As Smallville went on and outlived other would-be superhero shows that tried to challenge it or use the same kind of blueprint that made Smallville so successful, it became less and less about the freaks of the week, and more about a young man who was now well on that road to becoming the man of steel, and understanding just what that meant. More and more we started to see glimpses of the hero fans of the show have been wanting to see since the show began. Glimpses of the choices and sacrifices a true hero must make for the sake of those he loves, if not for the world, to understand that a world needs a hero it can rely on and embrace, something that Clark had shunned for a very long time on the show.
Now we come to it at last, the final episode is set to air, and as someone who has been there from almost the beginning (I think I came in around episode 3 of the first season) I’ve witnessed the highs and the oh so lows of this show. While the quality of the show dropped off in later years, the last two seasons, especially this last one, have been very good, an almost return to its glory days of just pure fun and entertainment. The final season has seen Clark take all but that last step to become that great hero we know he can and will be. All that’s left is for him to don that iconic suit and fly into the sunset, something the show runners know all-to-well the fans want to see. And undoubtedly, the return of Clark’s most formidable foe and destined enemy returning will have a little something to do with it as Lex (the true Lex, not this clone mess the show’s been toying with the past couple of seasons) shows up to fulfill a promise that was made by the show in the first episode. That promise being that in order for one to truly be what they’re meant to be, the other must play a part in that creation. Indeed, in the world of Smallville, there cannot be the man of steel without Lex Luthor and vice versa.

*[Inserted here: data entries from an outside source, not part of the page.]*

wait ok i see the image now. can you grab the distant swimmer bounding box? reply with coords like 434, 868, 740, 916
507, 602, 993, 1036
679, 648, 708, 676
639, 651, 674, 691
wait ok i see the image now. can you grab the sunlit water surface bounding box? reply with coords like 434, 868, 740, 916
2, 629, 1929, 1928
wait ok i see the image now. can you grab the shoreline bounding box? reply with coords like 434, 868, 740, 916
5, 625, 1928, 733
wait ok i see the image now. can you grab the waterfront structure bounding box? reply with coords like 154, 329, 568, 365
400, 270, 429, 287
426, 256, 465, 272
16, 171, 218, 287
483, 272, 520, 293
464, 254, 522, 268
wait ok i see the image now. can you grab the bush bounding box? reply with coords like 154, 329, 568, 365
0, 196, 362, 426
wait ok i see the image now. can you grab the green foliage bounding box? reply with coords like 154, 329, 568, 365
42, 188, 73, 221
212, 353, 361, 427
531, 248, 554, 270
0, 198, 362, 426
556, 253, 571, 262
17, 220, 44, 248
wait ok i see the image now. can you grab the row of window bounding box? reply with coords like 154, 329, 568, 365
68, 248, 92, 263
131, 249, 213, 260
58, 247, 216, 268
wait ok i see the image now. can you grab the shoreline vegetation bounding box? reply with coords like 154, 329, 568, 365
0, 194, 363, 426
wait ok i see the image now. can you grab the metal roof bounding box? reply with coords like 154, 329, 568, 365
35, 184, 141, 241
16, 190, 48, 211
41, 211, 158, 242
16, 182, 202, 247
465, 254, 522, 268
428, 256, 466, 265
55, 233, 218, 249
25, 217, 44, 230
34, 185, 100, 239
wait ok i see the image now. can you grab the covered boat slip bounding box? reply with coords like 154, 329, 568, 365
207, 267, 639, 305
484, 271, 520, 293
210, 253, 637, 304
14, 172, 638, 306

Smallville has been that show, that show that I don’t miss for anything if I can help it, and it’s been that way for ten years. Throughout all the time and day changes, through the changes in the cast and storylines and episodes I could’ve done without, I stayed with it, because I had faith that when the end came, the show would get it right, a faith that is just as strong now as it has been for all these years. So all that’s left is to sit and watch, enjoy and take in as much as I can of the final episode, awaiting that final moment, as bittersweet as it will be, to see Clark Kent, take that last step and become Superman.